# e-Bike Trail Riding Plea



## bob knox (Sep 7, 2017)

Seriously, not trying to start a flame throwing session. If you are on an e-bike and gaining fast on someone who is not, please give a little extra "heads up", ride with reindeer bells, or pause a minute to let the trail clear. I have no problems with e-bikes on our NH trails especially if it gives someone who could not otherwise enjoy them a chance to get out there. I would hate to see them banned because of just a few lapses of courtesy.

Situation: I was coming up to one of my favorite technical climbs. I slowed down a bit to get perfectly lined up when I heard a strange buzz behind me getting louder. I glanced over my shoulder to see a biker coming fast so I hopped off my bike and pulled it off the trail. Before I even got all the way off line, a fellow on an e-bike went sailing past and just blurted out "sorry, e-bike". That's not cool. I have no problem yielding to stronger/faster riders at an appropriate spot. Otherwise I see this like downhill skiing, the person downhill (further down the trail) always has the right of way to the uphill (closing) skier.

Thank you in advance,
Bob K.


----------



## Zeroselect (Aug 12, 2021)

Hikers should also then have the same complaints for mtbers or even people who are slower on a bike. It has nothing to do with being a ebike, Its just basic trail courtesy. The guy you spoke of is just a douche.


----------



## DtEW (Jun 14, 2004)

I’ll also attest that this is really an asshole problem with a correlation to the Strava-KOM-problem, not a particular e-bike problem… although this one thought that somehow he could use the e-bike as a rationalization for his shitty behavior, whereas he’s actually intensifying whatever harm he’s inflicting.

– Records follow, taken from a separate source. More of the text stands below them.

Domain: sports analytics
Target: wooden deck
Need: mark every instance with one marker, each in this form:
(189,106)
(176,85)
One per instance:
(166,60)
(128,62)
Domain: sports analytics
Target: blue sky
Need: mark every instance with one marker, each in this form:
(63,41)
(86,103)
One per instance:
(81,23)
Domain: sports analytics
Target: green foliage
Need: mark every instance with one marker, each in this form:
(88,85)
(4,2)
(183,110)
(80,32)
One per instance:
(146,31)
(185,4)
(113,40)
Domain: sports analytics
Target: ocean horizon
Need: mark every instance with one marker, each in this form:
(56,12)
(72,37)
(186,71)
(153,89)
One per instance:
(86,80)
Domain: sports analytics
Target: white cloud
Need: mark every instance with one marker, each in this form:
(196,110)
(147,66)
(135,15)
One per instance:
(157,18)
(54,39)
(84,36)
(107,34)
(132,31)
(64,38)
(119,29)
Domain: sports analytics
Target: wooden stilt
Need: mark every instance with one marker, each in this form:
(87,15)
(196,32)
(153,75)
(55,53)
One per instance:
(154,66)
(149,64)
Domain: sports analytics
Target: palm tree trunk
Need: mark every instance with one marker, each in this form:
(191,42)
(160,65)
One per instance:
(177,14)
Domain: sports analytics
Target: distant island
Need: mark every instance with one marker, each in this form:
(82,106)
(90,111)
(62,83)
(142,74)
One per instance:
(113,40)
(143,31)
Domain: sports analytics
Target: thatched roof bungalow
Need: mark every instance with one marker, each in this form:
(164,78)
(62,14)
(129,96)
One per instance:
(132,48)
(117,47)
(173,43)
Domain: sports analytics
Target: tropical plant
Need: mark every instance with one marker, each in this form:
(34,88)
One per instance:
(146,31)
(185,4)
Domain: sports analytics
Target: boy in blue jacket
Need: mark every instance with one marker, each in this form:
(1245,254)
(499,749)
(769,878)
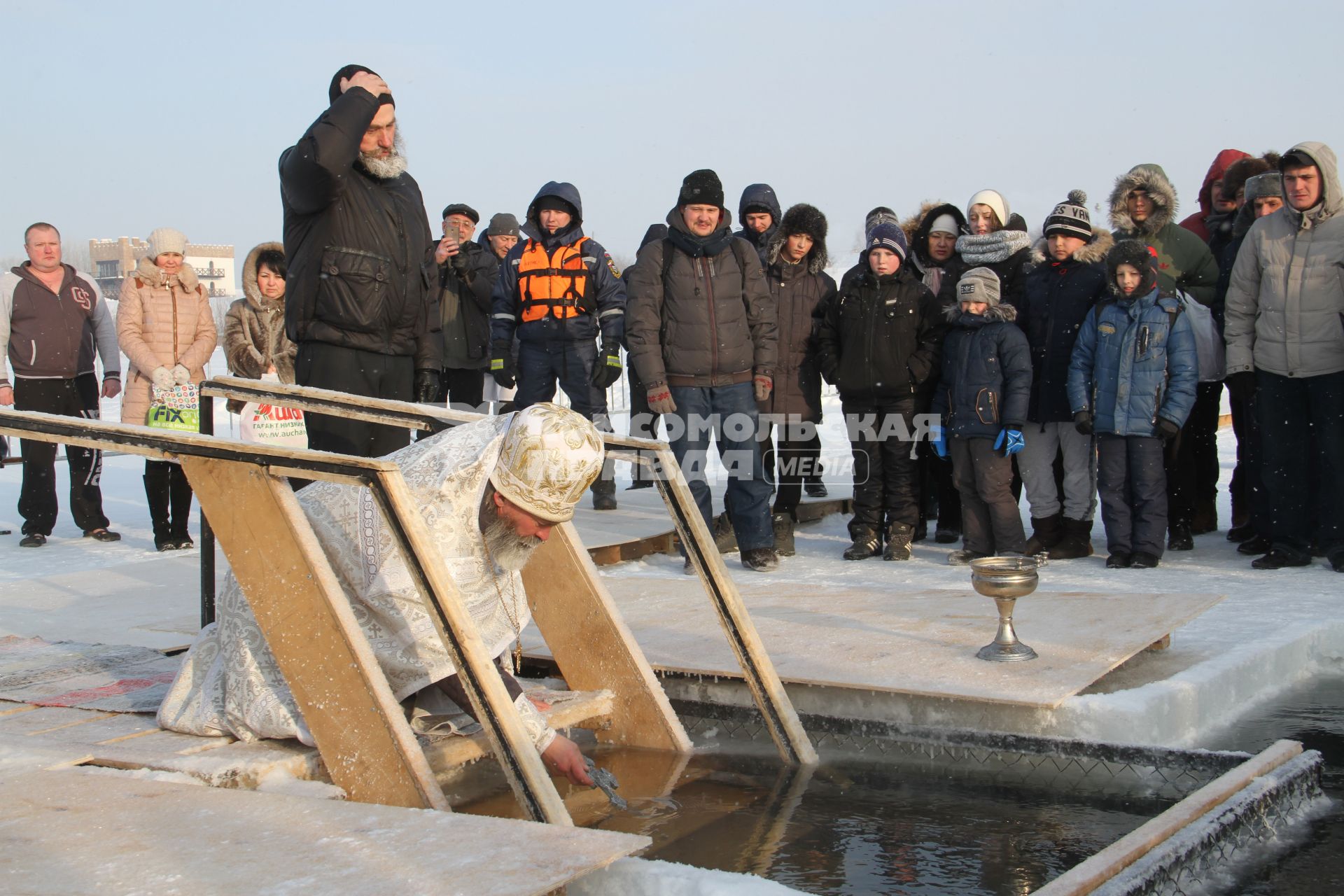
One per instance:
(983,399)
(1132,382)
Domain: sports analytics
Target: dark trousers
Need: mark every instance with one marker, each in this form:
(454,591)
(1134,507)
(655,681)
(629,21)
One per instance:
(356,372)
(540,365)
(38,504)
(990,519)
(464,388)
(730,414)
(1246,488)
(1193,463)
(1132,482)
(1301,444)
(793,461)
(883,468)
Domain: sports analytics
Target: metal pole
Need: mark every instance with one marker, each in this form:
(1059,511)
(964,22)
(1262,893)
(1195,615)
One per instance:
(207,535)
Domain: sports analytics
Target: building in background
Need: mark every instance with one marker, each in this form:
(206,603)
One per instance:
(112,260)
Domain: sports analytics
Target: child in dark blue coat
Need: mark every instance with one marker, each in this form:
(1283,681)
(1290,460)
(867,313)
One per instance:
(1132,382)
(983,399)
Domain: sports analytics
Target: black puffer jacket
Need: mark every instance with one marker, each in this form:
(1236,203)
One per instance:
(797,290)
(711,323)
(359,248)
(1058,298)
(986,374)
(881,339)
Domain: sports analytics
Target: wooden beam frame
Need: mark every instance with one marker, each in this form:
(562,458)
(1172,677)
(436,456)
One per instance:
(772,699)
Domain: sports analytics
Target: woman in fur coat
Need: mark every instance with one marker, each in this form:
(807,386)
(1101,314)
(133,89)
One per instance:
(254,327)
(167,331)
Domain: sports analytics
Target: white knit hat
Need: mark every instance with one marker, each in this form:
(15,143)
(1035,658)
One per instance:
(549,458)
(995,200)
(166,239)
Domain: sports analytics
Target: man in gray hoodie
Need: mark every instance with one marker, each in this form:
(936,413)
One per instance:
(1285,347)
(51,318)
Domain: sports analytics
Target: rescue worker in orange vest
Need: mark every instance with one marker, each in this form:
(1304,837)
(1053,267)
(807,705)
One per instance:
(559,293)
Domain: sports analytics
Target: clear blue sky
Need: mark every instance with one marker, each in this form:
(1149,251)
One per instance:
(127,117)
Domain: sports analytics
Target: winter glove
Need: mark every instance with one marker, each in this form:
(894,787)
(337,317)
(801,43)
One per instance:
(426,386)
(660,399)
(1009,441)
(606,368)
(939,440)
(502,365)
(1241,386)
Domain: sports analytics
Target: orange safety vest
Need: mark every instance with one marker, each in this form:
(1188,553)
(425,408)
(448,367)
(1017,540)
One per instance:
(553,284)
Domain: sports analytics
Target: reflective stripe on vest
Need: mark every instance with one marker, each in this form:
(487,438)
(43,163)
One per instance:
(553,285)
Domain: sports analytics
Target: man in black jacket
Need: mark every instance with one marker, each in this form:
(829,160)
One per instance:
(467,279)
(359,295)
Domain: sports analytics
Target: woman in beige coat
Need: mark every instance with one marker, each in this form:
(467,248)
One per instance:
(167,331)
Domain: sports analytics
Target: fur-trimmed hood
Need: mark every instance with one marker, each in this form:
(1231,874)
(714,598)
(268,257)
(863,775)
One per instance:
(153,276)
(999,312)
(1152,179)
(251,290)
(802,219)
(1092,253)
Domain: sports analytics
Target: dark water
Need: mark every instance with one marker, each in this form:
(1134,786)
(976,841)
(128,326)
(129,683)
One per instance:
(1312,862)
(862,825)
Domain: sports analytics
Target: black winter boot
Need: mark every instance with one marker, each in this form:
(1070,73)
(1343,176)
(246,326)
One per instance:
(783,526)
(156,495)
(179,498)
(898,542)
(867,543)
(1077,542)
(1046,532)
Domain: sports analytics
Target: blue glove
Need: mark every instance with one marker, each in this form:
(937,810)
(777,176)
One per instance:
(939,440)
(1009,441)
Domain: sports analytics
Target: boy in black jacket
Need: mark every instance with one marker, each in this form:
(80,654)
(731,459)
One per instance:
(983,400)
(878,343)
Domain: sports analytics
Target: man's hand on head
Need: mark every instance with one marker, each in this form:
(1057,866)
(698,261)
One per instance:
(372,83)
(564,758)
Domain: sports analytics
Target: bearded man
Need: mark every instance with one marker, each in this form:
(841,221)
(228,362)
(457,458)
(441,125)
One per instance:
(360,301)
(491,491)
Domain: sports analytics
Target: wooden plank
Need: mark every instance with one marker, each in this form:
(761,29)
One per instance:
(311,629)
(780,718)
(1101,867)
(593,645)
(495,711)
(74,832)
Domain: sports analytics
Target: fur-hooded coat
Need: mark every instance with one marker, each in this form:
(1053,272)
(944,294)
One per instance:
(1184,262)
(254,330)
(800,293)
(986,372)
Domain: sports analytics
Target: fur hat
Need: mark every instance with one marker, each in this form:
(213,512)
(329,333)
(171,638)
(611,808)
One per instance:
(463,209)
(1070,216)
(888,235)
(1138,254)
(979,285)
(166,239)
(995,200)
(701,188)
(549,458)
(346,71)
(1243,169)
(503,225)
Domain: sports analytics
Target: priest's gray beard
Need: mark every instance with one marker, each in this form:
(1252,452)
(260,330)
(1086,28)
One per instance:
(510,550)
(388,167)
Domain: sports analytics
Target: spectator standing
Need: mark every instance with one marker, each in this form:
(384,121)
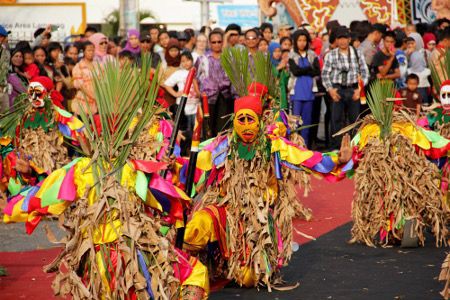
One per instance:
(417,65)
(18,83)
(384,64)
(71,51)
(201,46)
(263,46)
(285,30)
(154,34)
(343,67)
(172,59)
(55,62)
(42,37)
(145,43)
(82,80)
(429,39)
(438,54)
(178,79)
(251,41)
(400,55)
(215,84)
(192,39)
(232,33)
(280,70)
(89,31)
(133,44)
(316,42)
(100,42)
(304,66)
(370,45)
(161,47)
(5,58)
(267,31)
(286,43)
(413,99)
(30,69)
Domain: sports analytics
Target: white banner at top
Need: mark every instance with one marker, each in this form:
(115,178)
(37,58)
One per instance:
(24,18)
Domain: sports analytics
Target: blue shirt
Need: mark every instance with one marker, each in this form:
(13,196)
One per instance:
(303,84)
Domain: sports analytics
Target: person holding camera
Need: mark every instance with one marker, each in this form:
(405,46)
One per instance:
(343,67)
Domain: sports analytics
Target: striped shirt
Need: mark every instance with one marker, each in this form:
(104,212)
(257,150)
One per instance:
(342,70)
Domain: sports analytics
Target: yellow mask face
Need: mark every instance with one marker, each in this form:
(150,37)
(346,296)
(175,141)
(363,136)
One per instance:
(246,125)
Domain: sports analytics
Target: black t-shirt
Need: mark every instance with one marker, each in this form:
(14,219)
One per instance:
(381,59)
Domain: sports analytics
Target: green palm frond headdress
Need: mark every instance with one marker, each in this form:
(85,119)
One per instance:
(122,94)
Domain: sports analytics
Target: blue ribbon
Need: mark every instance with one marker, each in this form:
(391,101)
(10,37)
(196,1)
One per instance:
(146,274)
(278,165)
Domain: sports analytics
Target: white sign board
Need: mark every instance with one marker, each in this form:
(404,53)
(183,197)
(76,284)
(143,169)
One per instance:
(23,19)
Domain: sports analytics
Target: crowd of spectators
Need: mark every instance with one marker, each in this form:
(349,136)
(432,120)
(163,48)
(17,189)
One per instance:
(317,71)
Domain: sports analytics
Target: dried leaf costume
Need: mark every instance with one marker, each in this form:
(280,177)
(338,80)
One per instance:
(35,130)
(395,178)
(118,212)
(250,198)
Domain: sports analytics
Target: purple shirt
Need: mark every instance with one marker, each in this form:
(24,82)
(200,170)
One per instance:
(211,78)
(18,87)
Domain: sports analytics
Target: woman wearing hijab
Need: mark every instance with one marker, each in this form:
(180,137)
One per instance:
(429,39)
(280,70)
(82,81)
(100,42)
(172,58)
(18,82)
(201,46)
(170,64)
(417,64)
(133,43)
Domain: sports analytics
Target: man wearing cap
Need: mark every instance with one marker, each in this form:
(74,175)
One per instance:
(384,64)
(42,37)
(343,67)
(4,64)
(231,37)
(284,31)
(370,45)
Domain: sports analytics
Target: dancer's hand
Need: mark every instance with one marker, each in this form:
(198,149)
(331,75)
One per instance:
(170,161)
(346,152)
(23,166)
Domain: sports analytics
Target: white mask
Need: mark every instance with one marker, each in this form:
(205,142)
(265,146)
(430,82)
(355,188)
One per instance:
(36,94)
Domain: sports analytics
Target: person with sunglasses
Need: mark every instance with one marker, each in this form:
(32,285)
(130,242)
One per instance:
(252,40)
(215,84)
(100,42)
(231,38)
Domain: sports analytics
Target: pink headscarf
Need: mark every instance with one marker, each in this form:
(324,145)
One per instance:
(427,37)
(128,47)
(96,39)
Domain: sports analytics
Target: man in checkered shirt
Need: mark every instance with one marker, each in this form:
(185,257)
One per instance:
(342,69)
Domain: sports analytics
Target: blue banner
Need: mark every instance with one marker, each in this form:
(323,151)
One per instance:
(244,15)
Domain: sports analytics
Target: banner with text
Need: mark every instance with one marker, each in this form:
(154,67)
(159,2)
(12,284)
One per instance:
(246,16)
(24,18)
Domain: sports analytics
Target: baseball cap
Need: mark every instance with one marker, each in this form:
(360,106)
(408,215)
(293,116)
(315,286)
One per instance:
(145,38)
(3,31)
(286,26)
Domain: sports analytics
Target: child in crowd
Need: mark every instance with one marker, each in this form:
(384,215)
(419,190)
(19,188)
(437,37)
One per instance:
(30,70)
(178,79)
(412,98)
(126,56)
(304,66)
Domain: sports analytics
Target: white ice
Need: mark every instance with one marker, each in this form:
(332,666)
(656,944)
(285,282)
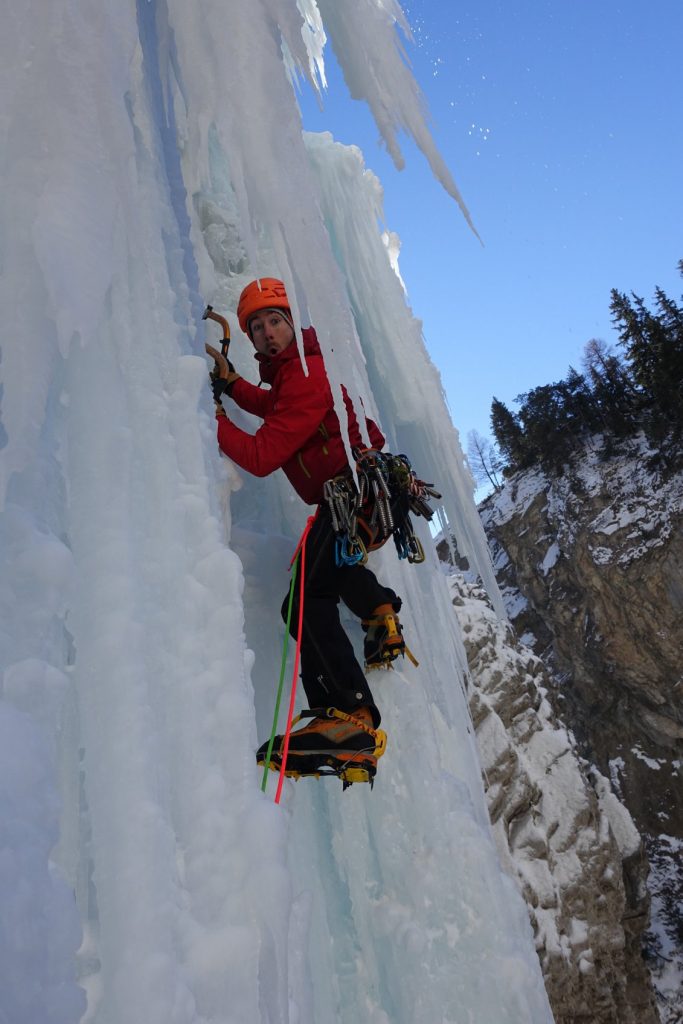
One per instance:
(153,161)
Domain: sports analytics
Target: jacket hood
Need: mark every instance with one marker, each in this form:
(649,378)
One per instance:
(269,366)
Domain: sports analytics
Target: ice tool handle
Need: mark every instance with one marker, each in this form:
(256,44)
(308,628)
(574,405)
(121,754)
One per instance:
(209,313)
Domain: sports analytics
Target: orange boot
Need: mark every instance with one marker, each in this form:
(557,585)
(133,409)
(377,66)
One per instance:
(335,742)
(384,639)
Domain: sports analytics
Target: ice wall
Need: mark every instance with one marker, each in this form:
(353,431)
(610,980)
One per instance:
(153,160)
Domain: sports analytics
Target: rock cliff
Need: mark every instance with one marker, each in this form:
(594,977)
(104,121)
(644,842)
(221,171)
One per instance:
(566,840)
(591,565)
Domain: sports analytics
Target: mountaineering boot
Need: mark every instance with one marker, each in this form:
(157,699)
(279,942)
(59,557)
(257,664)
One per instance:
(384,638)
(335,742)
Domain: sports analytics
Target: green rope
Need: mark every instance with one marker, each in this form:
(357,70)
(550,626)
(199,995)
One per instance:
(282,676)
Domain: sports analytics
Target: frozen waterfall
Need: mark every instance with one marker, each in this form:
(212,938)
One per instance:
(153,160)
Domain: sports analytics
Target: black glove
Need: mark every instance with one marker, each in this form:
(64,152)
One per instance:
(221,386)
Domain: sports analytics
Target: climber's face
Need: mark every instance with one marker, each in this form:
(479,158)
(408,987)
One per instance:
(270,333)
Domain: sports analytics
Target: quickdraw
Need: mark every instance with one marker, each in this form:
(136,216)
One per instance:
(380,507)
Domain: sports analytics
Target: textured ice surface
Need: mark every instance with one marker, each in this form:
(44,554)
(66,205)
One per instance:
(154,161)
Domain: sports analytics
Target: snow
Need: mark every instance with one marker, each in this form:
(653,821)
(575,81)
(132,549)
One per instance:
(142,574)
(551,557)
(621,822)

As an e-bike user, this boils my blood.

But no, this is not a particular problem inherent to e-bikes. If anything, e-bikes are less dependent on the momentum nonelectric bike users need to carry to attack steep and/or technical climbs.


----------



## Sparticus (Dec 28, 1999)

Like any other bike, an ebike may be a tool used by a tool.
=sParty


----------



## Klurejr (Oct 13, 2006)

Post like this always go south. Just gonna close this now.


----------